Sie fragte sich ernsthaft, ob er sie überhaupt angeschaut hatte. Mit zitternden Fingern drückte sie die Taste mit der Neun. Selten hatte sie sich so unwohl gefühlt. Ob das nun an dem schlimmsten Outfit ihres Lebens oder an dem Mann neben ihr in der Aufzugskabine lag, konnte sie noch nicht so ganz ausloten.
Im neunten Stock angekommen, ertönte ein lautes „Ping“, und die Aufzugtüren öffneten sich.
Bevor Josh McAllistar vor ihr aus der Kabine trat, wünschte er ihr ein gemurmeltes „Viel Glück“.
Betty war jedoch zu sehr damit beschäftigt, unauffällig den doch sehr trainierten Hintern in der dunkelgrauen Anzughose zu mustern. Wieso mussten die attraktivsten Kerle immer so unsympathisch sein?

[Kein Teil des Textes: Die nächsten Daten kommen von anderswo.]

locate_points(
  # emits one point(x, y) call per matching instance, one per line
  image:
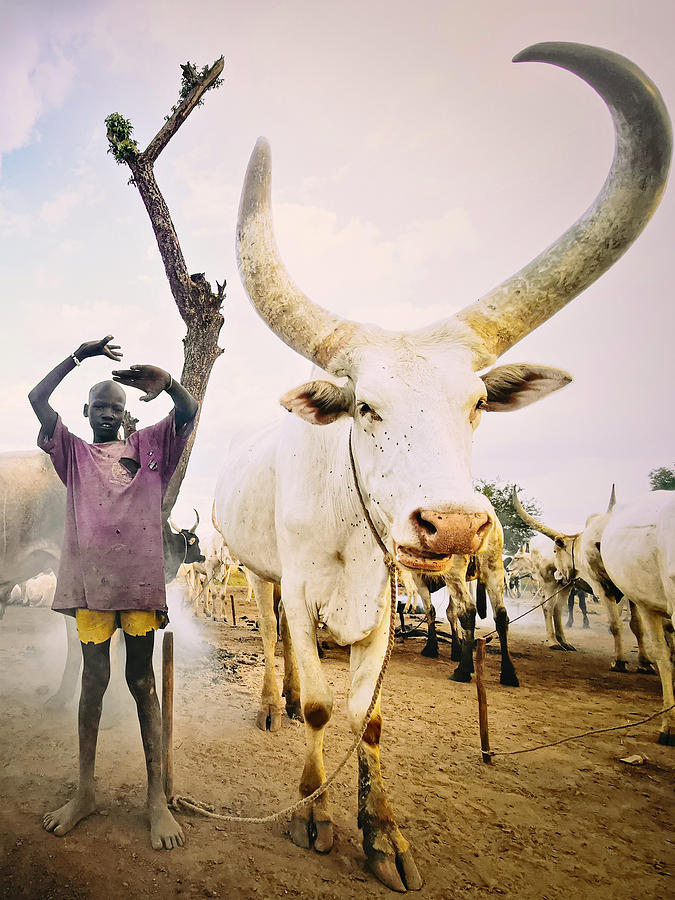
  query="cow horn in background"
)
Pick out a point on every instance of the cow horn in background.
point(214, 520)
point(305, 326)
point(529, 520)
point(621, 210)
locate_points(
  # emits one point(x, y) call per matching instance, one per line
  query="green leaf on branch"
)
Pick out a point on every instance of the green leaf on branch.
point(118, 131)
point(191, 78)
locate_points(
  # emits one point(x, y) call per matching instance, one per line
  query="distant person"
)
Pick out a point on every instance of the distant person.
point(112, 566)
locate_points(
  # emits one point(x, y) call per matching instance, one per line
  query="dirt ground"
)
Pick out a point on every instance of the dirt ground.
point(572, 820)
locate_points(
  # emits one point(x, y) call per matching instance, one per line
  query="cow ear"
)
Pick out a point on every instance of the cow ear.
point(317, 402)
point(512, 387)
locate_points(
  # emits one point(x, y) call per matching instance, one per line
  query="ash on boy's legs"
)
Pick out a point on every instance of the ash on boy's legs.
point(165, 832)
point(95, 676)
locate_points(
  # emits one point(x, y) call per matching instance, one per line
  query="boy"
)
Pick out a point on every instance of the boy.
point(112, 568)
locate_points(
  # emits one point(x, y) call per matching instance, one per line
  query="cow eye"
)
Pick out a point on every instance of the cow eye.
point(368, 411)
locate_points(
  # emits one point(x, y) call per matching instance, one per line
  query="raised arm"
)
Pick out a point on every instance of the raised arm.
point(153, 381)
point(39, 396)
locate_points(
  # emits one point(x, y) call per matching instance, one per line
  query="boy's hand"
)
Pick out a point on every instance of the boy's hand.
point(150, 379)
point(99, 348)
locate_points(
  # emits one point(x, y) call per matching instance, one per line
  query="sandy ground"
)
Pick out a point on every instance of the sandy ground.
point(566, 821)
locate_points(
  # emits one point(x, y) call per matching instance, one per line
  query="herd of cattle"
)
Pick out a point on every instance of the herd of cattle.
point(374, 465)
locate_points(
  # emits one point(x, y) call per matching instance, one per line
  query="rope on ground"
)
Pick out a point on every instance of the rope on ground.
point(204, 809)
point(576, 737)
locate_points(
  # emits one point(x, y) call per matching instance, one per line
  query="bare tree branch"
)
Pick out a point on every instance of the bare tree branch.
point(198, 305)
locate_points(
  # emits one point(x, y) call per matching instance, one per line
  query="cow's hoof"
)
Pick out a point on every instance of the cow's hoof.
point(459, 675)
point(323, 836)
point(646, 668)
point(294, 710)
point(268, 718)
point(397, 872)
point(510, 679)
point(619, 666)
point(306, 832)
point(667, 738)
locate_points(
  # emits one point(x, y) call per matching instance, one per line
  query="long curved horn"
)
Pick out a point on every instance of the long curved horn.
point(529, 520)
point(214, 520)
point(621, 210)
point(305, 326)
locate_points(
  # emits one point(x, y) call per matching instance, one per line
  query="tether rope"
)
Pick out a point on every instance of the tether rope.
point(205, 810)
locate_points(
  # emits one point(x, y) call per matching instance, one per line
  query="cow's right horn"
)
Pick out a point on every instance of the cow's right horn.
point(530, 520)
point(305, 326)
point(618, 214)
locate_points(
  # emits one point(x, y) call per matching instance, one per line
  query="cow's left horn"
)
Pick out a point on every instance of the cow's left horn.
point(621, 210)
point(530, 520)
point(305, 326)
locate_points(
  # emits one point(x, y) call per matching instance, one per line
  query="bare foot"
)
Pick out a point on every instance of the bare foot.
point(66, 817)
point(165, 832)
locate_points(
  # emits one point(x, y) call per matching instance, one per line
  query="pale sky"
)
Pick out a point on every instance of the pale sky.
point(414, 168)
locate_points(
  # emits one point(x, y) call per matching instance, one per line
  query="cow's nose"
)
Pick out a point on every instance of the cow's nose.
point(448, 532)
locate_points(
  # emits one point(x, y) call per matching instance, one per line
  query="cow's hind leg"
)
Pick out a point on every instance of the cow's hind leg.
point(662, 649)
point(291, 686)
point(645, 665)
point(269, 711)
point(388, 853)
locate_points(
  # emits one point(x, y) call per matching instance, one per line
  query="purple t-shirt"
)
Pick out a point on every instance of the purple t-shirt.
point(112, 556)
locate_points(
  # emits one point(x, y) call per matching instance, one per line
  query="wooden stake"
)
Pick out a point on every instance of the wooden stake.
point(482, 701)
point(167, 714)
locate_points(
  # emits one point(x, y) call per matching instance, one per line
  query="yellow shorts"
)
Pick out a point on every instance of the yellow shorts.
point(97, 626)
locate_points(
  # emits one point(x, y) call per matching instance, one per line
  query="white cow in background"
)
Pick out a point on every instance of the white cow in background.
point(37, 591)
point(387, 427)
point(638, 552)
point(578, 556)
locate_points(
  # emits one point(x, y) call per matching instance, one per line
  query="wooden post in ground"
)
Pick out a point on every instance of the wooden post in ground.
point(167, 714)
point(482, 701)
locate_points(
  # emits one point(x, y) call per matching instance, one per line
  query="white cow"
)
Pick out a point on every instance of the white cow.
point(539, 563)
point(404, 406)
point(37, 591)
point(578, 556)
point(638, 552)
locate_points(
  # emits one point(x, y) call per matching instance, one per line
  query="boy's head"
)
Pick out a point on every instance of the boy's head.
point(105, 409)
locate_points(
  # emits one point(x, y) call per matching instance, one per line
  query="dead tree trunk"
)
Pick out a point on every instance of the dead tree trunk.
point(197, 304)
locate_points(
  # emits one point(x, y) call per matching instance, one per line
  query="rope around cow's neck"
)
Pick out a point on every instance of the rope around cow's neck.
point(188, 803)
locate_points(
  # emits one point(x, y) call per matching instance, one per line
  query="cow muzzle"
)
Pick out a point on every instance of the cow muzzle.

Watschelnd kam sie, dank der unnatürlich gebogenen Elfenschuhe, nur sehr langsam voran und war verwundert, erneut auf ihren Chef zu treffen, als sie um die Ecke bog. Sie hatte nicht erwartet, dass er die Lagebesprechung selbst führen würde.
Doch etwas anderes schien hier vor sich zu gehen, zumindest war es so wichtig, dass Josh McAllistar endlich seinen Blick von seinem Telefon hatte losreißen können und gerade versuchte, eine Frau mittleren Alters zu beruhigen. Doch diese dachte gar nicht daran. Der lange graue Zopf am Hinterkopf flog nur so durch die Gegend, als sie wild gestikulierend erklärte: „Es ist ein Desaster. In unserer beinahe hundertzwanzigjährigen Firmengeschichte gab es noch keinen Start einer Weihnachtssaison ohne Santa.“
Nun öffnete sich eine Glastür, und Laura und McAllistar senior betraten den Flur. Betty kannte den alten grauhaarigen Mann nur von Plakaten, hatte ihn sich aber immer wesentlich größer vorgestellt. Nun, live vor ihr sah er einfach nur rund aus. Sie musste ein Schmunzeln unterdrücken, würde George McAllistar doch den perfekten Weihnachtsmann abgeben.
„Was ist hier los?“, fragte der Seniorchef irritiert.
Judy wandte sich aufgeregt an ihn. „Es ist eine Katastrophe, Mr. McAllistar.“ Ihre Wangen waren inzwischen der Inbegriff von Weihnachtsrot, und sie schien Gefahr zu laufen zu hyperventilieren.
Gespannt sahen McAllistar senior und Laura sie an.
„Santa kommt nicht.“
„Was meinen Sie mit, Santa kommt nicht?“, fragte George McAllistar überrascht, während sein Sohn lediglich genervt seufzte.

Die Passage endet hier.